Serious question: did anything good come out of paying attention to Twitter? Like, ever? I'm sure it has its bubble-living adherents here. Then again, so did Quora.

As for the claim of "questioning [his] authority", isn't that a given? With or without social media. That's pretty much human nature. It's up to you to establish the tone and medium of how people interact with you. Linus, for example, is pretty much strictly email and most things go through one of the "inner circle" who are largely responsible for areas like networking. As brash as he can be, you pretty much know what to expect and you have delegation.

Honestly, I wonder how much of this goes back to GvR's handling of Python 3. This should go down as something to be studied for years on how not to do a breaking change. IIRC Python 3 was released in 2008. Here we are in 2019 with no end in sight for Python 2.7.

My favourite Python 3ism was the removal of the s and u string literal prefixes. In Python 2.0+, u'this is a string' was a Unicode literal prefix. It was removed in 3.0 for reasons that are beyond me (I know Unicode became the default for string literals) but then added back in 3.3 for backwards compatibility. Why remove it in the first place? It makes no sense. But this just went to the perception that the Python powers-that-be were removed from reality in their hubris.

Anyway, GvR... one can't help but respect his stewardship and contribution to Python. Please make no mistake about that. The weird thing about human nature is in situations like this, if the peanut gallery senses they're getting to you it only encourages them. Sad but true.

> Here we are in 2019 with no end in sight for Python 2.7

An end is in sight, is coming soon, and it’s sort of concerning that more folks haven’t realized it yet - https://pythonclock.org/

No one told me someone had put an arbitrary countdown on the Internet. Well that's completely different.

Python may not officially support 2.7 in 2020+. What's to stop someone else backporting security patches and necessary fixes as needed ad infinitum? I think you're underestimating just how little impetus there is to migrate from 2 to 3.

> No one told me someone had put an arbitrary countdown on the Internet. Well that's completely different.

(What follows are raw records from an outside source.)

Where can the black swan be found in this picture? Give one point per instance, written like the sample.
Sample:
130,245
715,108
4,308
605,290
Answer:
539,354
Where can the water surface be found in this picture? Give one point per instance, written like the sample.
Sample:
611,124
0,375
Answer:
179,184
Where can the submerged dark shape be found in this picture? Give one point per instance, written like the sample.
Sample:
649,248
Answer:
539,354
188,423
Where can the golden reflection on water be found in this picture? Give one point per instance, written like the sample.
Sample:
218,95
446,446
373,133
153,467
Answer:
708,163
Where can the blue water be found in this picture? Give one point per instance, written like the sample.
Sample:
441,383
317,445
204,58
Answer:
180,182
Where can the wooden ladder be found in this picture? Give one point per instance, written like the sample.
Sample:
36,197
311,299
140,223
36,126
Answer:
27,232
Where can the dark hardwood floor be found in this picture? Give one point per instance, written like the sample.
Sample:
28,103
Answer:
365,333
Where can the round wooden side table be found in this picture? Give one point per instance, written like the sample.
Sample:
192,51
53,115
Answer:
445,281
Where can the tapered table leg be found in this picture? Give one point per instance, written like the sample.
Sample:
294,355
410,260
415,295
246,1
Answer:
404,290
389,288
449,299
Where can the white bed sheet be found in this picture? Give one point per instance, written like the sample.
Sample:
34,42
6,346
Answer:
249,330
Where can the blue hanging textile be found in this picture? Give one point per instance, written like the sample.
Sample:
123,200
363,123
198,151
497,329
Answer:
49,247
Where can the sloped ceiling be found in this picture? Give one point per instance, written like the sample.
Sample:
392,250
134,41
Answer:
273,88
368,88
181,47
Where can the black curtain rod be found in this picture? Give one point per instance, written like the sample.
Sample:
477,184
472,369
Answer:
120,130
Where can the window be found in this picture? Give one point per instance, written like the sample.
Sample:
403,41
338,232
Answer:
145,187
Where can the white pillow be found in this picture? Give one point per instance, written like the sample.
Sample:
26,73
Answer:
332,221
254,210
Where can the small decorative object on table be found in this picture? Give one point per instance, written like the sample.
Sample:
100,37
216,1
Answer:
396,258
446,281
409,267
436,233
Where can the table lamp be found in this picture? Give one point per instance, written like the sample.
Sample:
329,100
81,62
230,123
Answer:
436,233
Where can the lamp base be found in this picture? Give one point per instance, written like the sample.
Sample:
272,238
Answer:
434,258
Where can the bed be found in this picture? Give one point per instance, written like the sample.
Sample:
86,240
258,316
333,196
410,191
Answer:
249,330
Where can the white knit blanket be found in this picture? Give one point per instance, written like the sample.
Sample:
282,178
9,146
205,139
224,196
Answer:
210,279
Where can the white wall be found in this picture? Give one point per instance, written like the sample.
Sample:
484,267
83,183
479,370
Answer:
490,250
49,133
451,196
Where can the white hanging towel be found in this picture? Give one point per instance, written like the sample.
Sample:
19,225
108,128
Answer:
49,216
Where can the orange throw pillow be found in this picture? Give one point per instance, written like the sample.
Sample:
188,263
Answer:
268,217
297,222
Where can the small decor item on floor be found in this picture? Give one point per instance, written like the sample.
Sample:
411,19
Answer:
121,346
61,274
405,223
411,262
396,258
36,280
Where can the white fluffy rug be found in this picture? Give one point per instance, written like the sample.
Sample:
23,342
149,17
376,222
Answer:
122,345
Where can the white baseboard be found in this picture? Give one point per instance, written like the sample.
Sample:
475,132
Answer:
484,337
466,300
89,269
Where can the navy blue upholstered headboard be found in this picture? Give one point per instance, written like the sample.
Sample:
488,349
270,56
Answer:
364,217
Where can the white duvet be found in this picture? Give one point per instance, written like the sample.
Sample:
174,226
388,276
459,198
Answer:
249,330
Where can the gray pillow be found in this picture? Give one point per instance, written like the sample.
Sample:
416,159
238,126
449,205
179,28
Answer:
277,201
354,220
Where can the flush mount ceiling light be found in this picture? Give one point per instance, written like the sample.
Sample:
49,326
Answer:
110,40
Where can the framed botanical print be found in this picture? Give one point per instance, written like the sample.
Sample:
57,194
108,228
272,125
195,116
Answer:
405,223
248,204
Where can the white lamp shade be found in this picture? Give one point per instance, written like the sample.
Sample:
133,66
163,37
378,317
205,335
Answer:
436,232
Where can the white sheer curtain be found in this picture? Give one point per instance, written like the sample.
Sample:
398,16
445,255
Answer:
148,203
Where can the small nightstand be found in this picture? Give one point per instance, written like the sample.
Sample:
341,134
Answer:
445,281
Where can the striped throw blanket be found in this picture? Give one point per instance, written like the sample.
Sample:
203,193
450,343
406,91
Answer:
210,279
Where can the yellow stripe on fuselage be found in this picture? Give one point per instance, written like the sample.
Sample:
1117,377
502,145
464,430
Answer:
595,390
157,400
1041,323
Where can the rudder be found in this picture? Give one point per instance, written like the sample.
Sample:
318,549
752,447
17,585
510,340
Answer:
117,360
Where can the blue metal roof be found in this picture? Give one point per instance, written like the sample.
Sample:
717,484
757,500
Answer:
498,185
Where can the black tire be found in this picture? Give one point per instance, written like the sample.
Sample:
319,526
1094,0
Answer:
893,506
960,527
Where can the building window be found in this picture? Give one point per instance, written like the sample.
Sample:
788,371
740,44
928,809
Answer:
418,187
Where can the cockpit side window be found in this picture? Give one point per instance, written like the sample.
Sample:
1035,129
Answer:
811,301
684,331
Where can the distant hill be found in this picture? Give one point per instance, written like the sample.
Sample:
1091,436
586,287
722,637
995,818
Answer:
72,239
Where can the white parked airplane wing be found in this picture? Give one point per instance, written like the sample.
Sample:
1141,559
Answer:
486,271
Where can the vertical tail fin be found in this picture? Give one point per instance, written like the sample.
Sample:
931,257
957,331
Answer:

No idea what I did to deserve that tone. That site also gives a high level overview of the change, which is why I linked it.

> What’s to stop someone else from backporting security fixes as needed ad infinitum?

Who? I haven’t heard anyone express a willingness to take up that mantle. “Someone will probably support it by the end of the year” is not the most robust security model.

>> What’s to stop someone else from backporting security fixes as needed ad infinitum?

>Who? I haven’t heard anyone express a willingness to take up that mantle.

Tauthon [0] kind of fits the bill here. It's a fork of 2.7 with some backported features from the 3 branch, so they're in a position to backport security fixes as well. How well that arrangement holds up once the PSF officially drops 2 remains to be seen, but if anybody is in a position to keep providing support it's probably them.